Wie ein Westberliner die Stadt erleben kann.

Vorm Erotikmuseum ist der beste Ort, den Tower wachsen zu sehen. Drei Kräne helfen unermüdlich, ihn in die Höhe zu ziehen, bis sich das Hotel Waldorf Astoria Berlin einrichten kann.

Waldorf Astoria! – der Name ist noch viel zu großspurig für die Ecke. Der Sockel mit drei Stockwerken ragt aus dem Boden. Schon sieht alles drumrum ganz anders aus, enger, städtischer. Die jahrzehntelange Brache an der Kant- und Joachimstaler Straße hat sich tief in mein West-Berliner Gemüt gefressen. Was jetzt steht, denke ich, scheint für hiesige Verhältnisse fast hoch genug. Aber 27 Etagen sollen noch folgen.

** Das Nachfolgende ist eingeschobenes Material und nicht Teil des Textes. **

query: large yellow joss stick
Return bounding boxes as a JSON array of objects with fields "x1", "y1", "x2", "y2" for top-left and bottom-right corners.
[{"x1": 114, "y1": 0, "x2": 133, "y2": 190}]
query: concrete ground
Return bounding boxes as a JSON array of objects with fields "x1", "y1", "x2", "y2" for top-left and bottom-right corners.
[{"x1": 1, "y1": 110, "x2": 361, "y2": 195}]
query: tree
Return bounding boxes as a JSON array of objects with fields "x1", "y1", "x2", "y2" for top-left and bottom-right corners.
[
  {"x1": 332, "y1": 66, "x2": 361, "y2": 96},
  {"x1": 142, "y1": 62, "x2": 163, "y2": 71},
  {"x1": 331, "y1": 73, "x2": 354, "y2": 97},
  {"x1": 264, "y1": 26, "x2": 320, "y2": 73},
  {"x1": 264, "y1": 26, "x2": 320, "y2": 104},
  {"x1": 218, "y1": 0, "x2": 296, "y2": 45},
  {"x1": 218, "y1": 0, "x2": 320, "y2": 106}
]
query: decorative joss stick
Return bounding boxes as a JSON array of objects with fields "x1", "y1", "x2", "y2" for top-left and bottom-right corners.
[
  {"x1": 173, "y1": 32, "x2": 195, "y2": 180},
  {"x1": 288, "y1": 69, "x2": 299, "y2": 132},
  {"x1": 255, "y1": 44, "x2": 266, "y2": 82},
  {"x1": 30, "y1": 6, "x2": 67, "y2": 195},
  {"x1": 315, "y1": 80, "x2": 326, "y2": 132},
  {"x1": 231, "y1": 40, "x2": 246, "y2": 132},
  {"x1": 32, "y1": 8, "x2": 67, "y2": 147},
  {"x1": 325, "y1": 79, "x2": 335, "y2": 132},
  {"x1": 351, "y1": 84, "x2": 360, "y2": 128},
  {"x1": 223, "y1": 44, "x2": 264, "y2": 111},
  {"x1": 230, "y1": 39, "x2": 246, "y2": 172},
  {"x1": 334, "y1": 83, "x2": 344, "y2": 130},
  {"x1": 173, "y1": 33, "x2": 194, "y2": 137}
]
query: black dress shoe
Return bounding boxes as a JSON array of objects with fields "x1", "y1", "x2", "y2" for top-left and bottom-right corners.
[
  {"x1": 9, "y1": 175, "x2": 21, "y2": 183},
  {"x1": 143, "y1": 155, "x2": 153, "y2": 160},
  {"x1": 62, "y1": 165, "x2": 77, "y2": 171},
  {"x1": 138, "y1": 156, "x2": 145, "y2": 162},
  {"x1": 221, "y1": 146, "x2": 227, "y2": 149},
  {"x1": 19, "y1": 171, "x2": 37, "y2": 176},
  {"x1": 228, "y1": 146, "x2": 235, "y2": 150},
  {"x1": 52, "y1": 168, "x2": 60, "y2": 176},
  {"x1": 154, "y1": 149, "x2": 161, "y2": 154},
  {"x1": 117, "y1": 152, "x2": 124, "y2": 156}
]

Ich blicke in den freien, blassen Himmel und türme in Gedanken Stockwerk auf Stockwerk, und beim Hochstapeln sieht meine Fantasie zunehmend schwarz. Ich schaue auf das Bauschild mit dem abgebildeten kantigen Tower und versuche tapfer, ihn mir schön zu färben. Mit Lego-Steinen habe ich als Kind ein kleines Hochhaus zu formen versucht, es sah irgendwie ähnlich aus. Der Architekt, tröste ich mich, wird sich schon Tolles gedacht haben, ist der Neubau erst fertig, wird er der West-City den nötigen Schwung versetzen, auf den ich als stiller Lokalpatriot so sehnlichst warte.

Ich will mich nicht länger vor Fremden für die Gegend schämen, ich will mich einfach mal gern und länger hier aufhalten. Nach ein paar Schritten über den Breitscheidplatz suche ich nach einer Zuflucht, um die aufkommende Unlust zu verscheuchen. Das Europa-Center ist keine schlechte Adresse. Ich wähle leider das falsche Restaurant, es war mehr Schein als Sein. Die paar Touristen an den Nebentischen essen klaglos. Aus einem Fenster heraus sehe ich den Fernsehturm. Es scheint, als winke er mir zu. Christian van Lessen

Das Forum City West im Amerika-Haus, Hardenbergstraße 22-24, informiert über die hochfliegende Stadtplanung. Ab März ist die Ausstellung voraussichtlich wieder regelmäßig geöffnet.